Les déclarations fondées sur le mariage, l’ascendance ou la qualité de frère ou sœur d’un Français représentent 27 % des acquisitions enregistrées pour les Algériens.
Les déclarations anticipées comptent pour 29,7 %. Cette procédure concerne les jeunes étrangers nés en France. Sous certaines conditions de résidence, ils peuvent demander la nationalité dès l’âge de 16 ans, ou à partir de 13 ans par l’intermédiaire de leurs parents. Les autres formes de déclaration représentent 0,9 % du total algérien.
La répartition est proche de celle observée chez les Marocains et les Tunisiens. Elle se distingue notamment de la situation des ressortissants turcs, pour lesquels les déclarations anticipées représentent près de huit acquisitions sur dix.
Moins de naturalisations par décret
Toutes nationalités confondues, 98 139 personnes ont acquis la nationalité française en 2025, contre 103 661 en 2024. Le recul atteint 5,3 %.
Cette baisse provient principalement des acquisitions par décret. Leur nombre est passé de 48 829 à 42 246 en un an, soit une diminution de 13,5 %. Parmi les bénéficiaires figuraient 9 196 enfants mineurs devenus français par effet collectif avec leurs parents.
La DGEF relie notamment cette évolution à la circulaire du 2 mai 2025, qui a renforcé les conditions de naturalisation. Ce texte insiste sur le respect de la loi et des valeurs de la République, la qualité du parcours d’intégration ainsi que l’existence d’une insertion professionnelle durable et de ressources stables.

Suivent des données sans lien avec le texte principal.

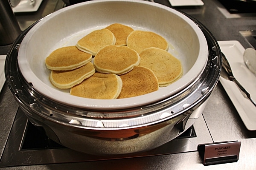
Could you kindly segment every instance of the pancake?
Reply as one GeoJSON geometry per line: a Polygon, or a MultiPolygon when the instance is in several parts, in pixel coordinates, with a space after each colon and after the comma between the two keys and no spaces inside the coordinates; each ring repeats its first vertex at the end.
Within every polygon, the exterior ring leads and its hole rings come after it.
{"type": "Polygon", "coordinates": [[[54,51],[45,59],[47,67],[52,70],[71,70],[84,65],[92,60],[91,54],[79,50],[75,46],[54,51]]]}
{"type": "Polygon", "coordinates": [[[122,85],[122,79],[116,74],[95,73],[72,88],[70,94],[91,99],[114,99],[119,96],[122,85]]]}
{"type": "Polygon", "coordinates": [[[151,47],[143,50],[140,56],[140,65],[154,72],[160,87],[167,86],[182,75],[180,61],[165,50],[151,47]]]}
{"type": "Polygon", "coordinates": [[[73,70],[52,70],[50,74],[50,80],[55,86],[59,88],[67,89],[81,83],[95,72],[93,65],[90,62],[73,70]]]}
{"type": "Polygon", "coordinates": [[[138,65],[140,60],[138,53],[129,47],[109,45],[97,53],[93,65],[98,72],[121,75],[138,65]]]}
{"type": "Polygon", "coordinates": [[[95,56],[105,46],[114,45],[116,37],[111,31],[103,28],[95,30],[79,40],[76,46],[80,50],[95,56]]]}
{"type": "Polygon", "coordinates": [[[131,71],[120,77],[123,86],[118,99],[142,95],[158,89],[157,77],[152,71],[144,67],[134,67],[131,71]]]}
{"type": "Polygon", "coordinates": [[[131,27],[117,23],[111,24],[106,28],[114,34],[116,40],[115,45],[117,46],[126,45],[127,37],[134,31],[131,27]]]}
{"type": "Polygon", "coordinates": [[[168,50],[166,40],[160,35],[151,31],[134,31],[128,36],[126,43],[127,46],[136,50],[139,54],[149,47],[168,50]]]}

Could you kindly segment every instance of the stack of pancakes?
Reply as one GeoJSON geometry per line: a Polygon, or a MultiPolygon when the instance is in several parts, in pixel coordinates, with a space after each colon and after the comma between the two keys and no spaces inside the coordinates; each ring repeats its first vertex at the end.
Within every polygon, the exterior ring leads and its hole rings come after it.
{"type": "Polygon", "coordinates": [[[121,99],[156,91],[182,76],[180,61],[168,49],[156,33],[114,23],[55,50],[45,64],[52,85],[70,88],[71,95],[121,99]]]}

Les acquisitions par mariage progressent
À l’inverse, les acquisitions relevant d’une déclaration traitée par le ministère de l’Intérieur ont augmenté de 11,6 %, pour atteindre 19 989.
Cette progression est principalement portée par les déclarations liées au mariage. Leur nombre s’établit à 17 579 en 2025, contre 15 910 un an auparavant, soit une hausse de 10,5 %.
Les acquisitions en qualité d’ascendant d’un Français ou de frère ou sœur d’un Français ont également progressé. Elles atteignent 2 410, en augmentation de 20,1 % sur un an.
Les déclarations anticipées concernant les jeunes âgés de 13 à 17 ans ont en revanche reculé de 5,3 %, avec 32 923 acquisitions. Les autres déclarations, au nombre de 1 000, ont diminué de 3,6 %.
Près de six nouveaux Français sur dix originaires d’Afrique
Les pays africains restent largement représentés parmi les principales nationalités d’origine. Ils concentrent 59 % des acquisitions par décret et par déclaration en 2025.
Les trois pays du Maghreb francophone — Maroc, Algérie et Tunisie — totalisent à eux seuls 32 172 acquisitions. Ils représentent ainsi plus d’un tiers des personnes prises en compte dans le classement officiel.
Les nouveaux Français sont également relativement jeunes. Selon la DGEF, 48 % ont moins de 25 ans et 20 % sont âgés de 25 à 34 ans. Les femmes constituent 52 % de l’ensemble. Elles accèdent plus souvent à la nationalité par le mariage, tandis que les hommes sont davantage représentés parmi les acquisitions par décret ou par déclaration anticipée.